People used to live in public, they ate on tables set up in front of doorways, the women seated on the church steps made bandages while singing "The Marseillaise," the Parc Monceau and the Luxembourg gardens were drill fields . . .; No one seemed to have time. Everyone was in a hurry. . . Everywhere newspapers . . . On all the walls, posters, big, small, white, yellow, green, red, printed, handwritten, where one read this cry: Long live the Republic! (111-14 )
Hugo had long associated the Revolution with movement. The whole of Notre-Dame de Paris is structured by the opposition of the medieval civilization imprinted on the cathedral and the modern civilization that will come from the printing press (see bk. 5, chap. 1, "Ceci tuera cela"). Any number of images and metaphors contrasts the stasis of the cathedral, where knowledge is bottled up in the secret researches of Claude Frollo, with the volatility of the printed word. The word will eventually bring down the Bastille just as the guillotine will vanquish La Tourgue. The marquis de Lantenac does not have Hugo's sympathy, but he voices Hugo's belief in the power of the word. "When I think," the marquis laments, "that none of this would have happened if Voltaire had been hung and Rousseau sentenced to hard labor" (352). "No scribblers! as long as there are Voltaires, there will be Marats" (353).

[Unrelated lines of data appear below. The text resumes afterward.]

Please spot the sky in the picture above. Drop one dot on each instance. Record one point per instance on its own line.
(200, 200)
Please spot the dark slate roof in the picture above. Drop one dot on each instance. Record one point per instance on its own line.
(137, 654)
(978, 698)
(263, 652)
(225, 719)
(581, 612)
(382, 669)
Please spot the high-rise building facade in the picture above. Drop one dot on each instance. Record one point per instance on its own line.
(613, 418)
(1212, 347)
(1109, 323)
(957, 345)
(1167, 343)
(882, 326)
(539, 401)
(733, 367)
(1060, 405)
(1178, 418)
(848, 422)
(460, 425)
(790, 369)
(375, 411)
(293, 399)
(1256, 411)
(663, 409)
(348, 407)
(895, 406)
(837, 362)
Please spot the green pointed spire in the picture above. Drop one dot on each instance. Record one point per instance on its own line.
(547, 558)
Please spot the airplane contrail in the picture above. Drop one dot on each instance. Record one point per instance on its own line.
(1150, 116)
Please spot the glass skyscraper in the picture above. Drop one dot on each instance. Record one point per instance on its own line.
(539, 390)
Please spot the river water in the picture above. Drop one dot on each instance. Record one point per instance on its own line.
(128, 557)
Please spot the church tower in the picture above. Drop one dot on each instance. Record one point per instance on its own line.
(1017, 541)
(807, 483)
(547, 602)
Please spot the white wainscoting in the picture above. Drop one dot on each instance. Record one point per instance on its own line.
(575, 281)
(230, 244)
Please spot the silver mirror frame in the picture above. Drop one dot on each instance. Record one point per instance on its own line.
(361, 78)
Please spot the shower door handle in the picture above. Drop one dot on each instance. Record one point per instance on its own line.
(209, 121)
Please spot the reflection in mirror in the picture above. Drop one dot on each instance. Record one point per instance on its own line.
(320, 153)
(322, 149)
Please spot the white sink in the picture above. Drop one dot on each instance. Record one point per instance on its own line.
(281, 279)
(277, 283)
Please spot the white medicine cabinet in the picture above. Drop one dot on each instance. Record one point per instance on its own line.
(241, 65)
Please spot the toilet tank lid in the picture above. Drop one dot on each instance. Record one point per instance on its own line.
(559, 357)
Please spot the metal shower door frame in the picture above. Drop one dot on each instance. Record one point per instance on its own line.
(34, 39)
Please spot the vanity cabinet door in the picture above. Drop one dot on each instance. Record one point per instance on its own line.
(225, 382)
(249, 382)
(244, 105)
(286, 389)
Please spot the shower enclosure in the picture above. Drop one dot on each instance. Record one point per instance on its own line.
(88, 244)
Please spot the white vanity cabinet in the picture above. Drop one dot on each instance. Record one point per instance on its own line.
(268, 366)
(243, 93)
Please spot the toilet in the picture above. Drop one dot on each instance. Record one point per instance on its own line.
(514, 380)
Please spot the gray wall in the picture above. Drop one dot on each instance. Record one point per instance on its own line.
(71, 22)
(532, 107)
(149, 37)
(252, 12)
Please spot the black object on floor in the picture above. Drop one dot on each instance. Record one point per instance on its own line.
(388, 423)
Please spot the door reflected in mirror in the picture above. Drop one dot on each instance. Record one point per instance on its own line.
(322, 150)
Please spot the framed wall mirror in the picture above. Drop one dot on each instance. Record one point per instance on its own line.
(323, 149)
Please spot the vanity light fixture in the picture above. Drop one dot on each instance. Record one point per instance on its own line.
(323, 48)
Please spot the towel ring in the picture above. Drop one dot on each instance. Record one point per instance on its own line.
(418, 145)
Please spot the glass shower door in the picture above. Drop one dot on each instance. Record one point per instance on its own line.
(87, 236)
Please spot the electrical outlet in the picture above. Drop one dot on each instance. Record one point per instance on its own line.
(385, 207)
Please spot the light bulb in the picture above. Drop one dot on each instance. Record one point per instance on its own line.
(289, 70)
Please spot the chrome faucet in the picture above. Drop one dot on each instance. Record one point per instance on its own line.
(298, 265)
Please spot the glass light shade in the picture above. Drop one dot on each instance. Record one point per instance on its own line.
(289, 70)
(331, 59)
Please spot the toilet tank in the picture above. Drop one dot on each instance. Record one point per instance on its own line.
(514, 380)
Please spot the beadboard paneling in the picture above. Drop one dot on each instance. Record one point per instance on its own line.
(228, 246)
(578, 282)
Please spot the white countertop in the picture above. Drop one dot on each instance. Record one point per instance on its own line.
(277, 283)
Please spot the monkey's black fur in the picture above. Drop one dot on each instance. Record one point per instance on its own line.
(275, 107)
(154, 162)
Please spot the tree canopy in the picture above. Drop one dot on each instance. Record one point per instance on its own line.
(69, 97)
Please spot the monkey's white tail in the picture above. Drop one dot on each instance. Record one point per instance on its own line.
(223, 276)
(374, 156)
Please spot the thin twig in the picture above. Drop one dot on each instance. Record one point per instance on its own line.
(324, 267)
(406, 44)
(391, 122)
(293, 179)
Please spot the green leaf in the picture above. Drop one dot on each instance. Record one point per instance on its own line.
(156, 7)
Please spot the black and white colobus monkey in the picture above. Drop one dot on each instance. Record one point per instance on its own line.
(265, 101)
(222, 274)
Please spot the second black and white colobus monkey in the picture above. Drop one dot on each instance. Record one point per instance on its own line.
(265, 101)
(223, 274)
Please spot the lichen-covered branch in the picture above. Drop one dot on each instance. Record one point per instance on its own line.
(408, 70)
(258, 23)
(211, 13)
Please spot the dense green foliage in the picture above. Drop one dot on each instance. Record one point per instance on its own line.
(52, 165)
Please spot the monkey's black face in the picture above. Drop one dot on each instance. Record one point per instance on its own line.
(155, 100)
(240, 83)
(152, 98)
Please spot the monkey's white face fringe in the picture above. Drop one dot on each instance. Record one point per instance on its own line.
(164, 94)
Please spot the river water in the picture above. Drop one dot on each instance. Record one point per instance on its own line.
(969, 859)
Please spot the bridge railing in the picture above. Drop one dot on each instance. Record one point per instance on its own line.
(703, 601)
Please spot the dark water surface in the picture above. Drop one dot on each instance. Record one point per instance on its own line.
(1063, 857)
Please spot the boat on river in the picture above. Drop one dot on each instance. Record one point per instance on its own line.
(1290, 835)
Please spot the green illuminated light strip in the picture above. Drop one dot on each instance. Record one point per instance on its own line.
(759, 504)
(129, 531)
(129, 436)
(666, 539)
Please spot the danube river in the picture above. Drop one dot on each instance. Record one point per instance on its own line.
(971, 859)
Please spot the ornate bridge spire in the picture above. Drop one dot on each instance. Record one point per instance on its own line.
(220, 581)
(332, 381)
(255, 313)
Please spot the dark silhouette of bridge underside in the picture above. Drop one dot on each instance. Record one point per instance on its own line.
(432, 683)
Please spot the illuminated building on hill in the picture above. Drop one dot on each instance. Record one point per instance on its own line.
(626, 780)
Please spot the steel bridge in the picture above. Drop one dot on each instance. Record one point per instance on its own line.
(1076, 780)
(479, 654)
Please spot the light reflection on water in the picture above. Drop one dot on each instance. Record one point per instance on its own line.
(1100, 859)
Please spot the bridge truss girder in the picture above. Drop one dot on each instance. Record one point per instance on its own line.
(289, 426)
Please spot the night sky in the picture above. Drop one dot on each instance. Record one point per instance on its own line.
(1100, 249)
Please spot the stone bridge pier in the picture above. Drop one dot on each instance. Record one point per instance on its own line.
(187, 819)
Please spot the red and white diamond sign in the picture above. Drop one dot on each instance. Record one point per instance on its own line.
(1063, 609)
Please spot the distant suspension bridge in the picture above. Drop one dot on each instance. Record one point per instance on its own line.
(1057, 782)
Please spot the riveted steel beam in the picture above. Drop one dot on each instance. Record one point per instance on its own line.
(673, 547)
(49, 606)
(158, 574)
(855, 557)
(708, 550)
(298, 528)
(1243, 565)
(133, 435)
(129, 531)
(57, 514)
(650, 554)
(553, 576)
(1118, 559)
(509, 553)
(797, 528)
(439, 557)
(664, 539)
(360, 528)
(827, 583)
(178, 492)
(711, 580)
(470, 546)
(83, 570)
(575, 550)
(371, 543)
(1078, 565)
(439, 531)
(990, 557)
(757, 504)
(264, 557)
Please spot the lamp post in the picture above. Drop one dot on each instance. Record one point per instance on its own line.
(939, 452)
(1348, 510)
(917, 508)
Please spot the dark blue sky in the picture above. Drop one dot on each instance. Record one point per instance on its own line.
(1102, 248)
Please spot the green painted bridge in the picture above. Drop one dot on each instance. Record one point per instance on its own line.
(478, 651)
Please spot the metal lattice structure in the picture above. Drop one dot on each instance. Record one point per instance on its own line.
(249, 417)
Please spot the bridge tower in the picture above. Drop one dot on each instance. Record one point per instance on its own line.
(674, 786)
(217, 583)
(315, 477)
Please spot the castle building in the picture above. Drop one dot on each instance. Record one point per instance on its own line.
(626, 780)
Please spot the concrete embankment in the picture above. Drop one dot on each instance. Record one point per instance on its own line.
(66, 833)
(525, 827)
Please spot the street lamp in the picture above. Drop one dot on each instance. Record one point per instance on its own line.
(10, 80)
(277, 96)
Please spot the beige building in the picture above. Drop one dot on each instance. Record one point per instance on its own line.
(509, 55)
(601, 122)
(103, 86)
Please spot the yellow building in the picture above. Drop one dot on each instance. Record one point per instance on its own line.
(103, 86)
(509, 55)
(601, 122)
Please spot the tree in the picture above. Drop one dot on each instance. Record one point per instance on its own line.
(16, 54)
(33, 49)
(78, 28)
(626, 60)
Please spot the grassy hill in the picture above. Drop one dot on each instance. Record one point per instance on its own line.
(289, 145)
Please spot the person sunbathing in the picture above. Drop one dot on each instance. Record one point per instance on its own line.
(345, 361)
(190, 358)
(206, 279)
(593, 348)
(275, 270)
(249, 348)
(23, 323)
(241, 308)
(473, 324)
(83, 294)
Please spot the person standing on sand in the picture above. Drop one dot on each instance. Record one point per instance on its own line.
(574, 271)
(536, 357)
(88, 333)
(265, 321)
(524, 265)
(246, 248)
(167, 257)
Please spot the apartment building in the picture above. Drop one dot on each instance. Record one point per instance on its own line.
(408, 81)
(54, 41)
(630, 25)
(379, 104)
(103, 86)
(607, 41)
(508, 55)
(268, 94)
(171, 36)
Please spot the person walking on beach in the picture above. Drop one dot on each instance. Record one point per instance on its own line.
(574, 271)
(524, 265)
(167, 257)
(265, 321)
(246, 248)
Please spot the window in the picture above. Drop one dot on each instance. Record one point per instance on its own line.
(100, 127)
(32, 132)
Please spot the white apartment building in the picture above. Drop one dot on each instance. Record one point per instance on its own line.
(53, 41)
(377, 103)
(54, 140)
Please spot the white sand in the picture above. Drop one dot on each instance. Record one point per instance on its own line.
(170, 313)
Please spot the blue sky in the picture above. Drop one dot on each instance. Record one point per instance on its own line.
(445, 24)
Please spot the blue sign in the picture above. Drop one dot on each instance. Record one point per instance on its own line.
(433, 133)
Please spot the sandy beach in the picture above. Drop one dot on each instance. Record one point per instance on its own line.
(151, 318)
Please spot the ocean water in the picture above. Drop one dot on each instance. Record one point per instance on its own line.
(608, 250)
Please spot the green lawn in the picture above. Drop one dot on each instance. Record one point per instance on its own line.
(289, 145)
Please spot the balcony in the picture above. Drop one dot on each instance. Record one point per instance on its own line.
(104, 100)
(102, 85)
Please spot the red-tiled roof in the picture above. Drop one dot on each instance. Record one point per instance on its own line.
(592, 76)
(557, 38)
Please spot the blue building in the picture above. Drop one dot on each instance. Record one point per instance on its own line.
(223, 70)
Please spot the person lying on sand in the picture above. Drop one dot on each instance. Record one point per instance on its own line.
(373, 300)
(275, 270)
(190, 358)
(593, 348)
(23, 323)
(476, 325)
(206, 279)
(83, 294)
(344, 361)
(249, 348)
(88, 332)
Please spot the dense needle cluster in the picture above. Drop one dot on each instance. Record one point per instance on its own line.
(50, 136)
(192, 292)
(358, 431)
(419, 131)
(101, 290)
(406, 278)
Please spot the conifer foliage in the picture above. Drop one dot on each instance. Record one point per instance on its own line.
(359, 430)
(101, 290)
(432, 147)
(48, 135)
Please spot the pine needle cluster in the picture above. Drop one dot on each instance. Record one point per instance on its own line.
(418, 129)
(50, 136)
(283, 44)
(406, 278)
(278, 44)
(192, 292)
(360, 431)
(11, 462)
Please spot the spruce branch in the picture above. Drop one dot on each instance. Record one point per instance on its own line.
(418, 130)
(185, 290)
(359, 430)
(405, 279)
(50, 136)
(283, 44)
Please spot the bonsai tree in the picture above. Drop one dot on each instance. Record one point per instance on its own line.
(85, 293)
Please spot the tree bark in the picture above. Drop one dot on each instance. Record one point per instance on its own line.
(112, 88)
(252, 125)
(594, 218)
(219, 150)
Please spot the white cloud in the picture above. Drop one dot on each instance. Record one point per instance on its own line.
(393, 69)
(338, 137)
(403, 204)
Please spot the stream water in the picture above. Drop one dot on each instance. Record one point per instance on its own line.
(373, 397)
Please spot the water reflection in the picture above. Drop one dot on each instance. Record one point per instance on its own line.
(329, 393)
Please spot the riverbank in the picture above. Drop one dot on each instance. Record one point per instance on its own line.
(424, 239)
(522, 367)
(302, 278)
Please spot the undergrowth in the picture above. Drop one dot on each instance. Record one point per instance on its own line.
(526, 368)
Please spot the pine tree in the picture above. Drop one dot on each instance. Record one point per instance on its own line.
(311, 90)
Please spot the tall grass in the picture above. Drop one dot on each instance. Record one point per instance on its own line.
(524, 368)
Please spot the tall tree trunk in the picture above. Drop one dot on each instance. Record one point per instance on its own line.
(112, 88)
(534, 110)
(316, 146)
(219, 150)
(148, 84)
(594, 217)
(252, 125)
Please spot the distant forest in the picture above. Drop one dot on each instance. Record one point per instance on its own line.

The triumph of print is assured and the connection to revolution is confirmed because movement is life. Thus Hugo ties his properly sociological and political analysis of the connection between the printed word and revolution to his belief in nature and the eternal forces of the divine. The word is, for Hugo, the ultimate manifestation of the divine: "Words are the Word, and the Word is God" ("Suite" à la "Réponse à un acte d'accusation"). Hugo's identification with the movement of the word, his belief in the efficacy of the printed word, inevitably detach him from that which is fixed. The writer inhabits words not places. Moreover, the words that he inhabits—better still, the word by which he accedes to a higher realm—necessarily detach him from place. Paris is powerful less as a place that individuals inhabit than as an idea that produces the words of revolution. Whence its power. "Paris, being an idea as much as a city, is ubiquitous."[15]
The staggering self-confidence of Hugo in these matters may keep us from appreciating an important truth. The story of Paris and its
place in his thought is peculiarly enabling both as device and resource. All of his assurance flows from his recognition that Paris is both place and idea, both context and word. Only by accepting Hugo's utter faith in this power of the word can we understand the extraordinary claim that "the literary Revolution and the political Revolution have joined in me."[16]Quatrevingt-treize stages this juncture. Whereas the introduction to Paris-Guide historicizes the Revolution as idea, Quatrevingt-treize dramatizes the movement that propels the idea. For both texts, Hugo writes from the distance of the far removed Hauteville House, and in both instances he has chosen exile. Thus the imperatives of performance drive a mythology that is at once personal and historical and a rhetoric that requires for its effect the excessive, the monumental, even the monstrous. The Terrible Years of 1793 and 1871 were all of these. Quatrevingt-treize contains the Terror, and it does so by proposing a cosmology in which evil is a temporary but vital, even positive, element in the good that necessarily follows. The city of progress, this novel reassures us, will itself progress and will carry that progress to the world beyond. In this way Hugo not only fuses literature and revolution, as he claims, but also subsumes both into the encompassing myth of Paris.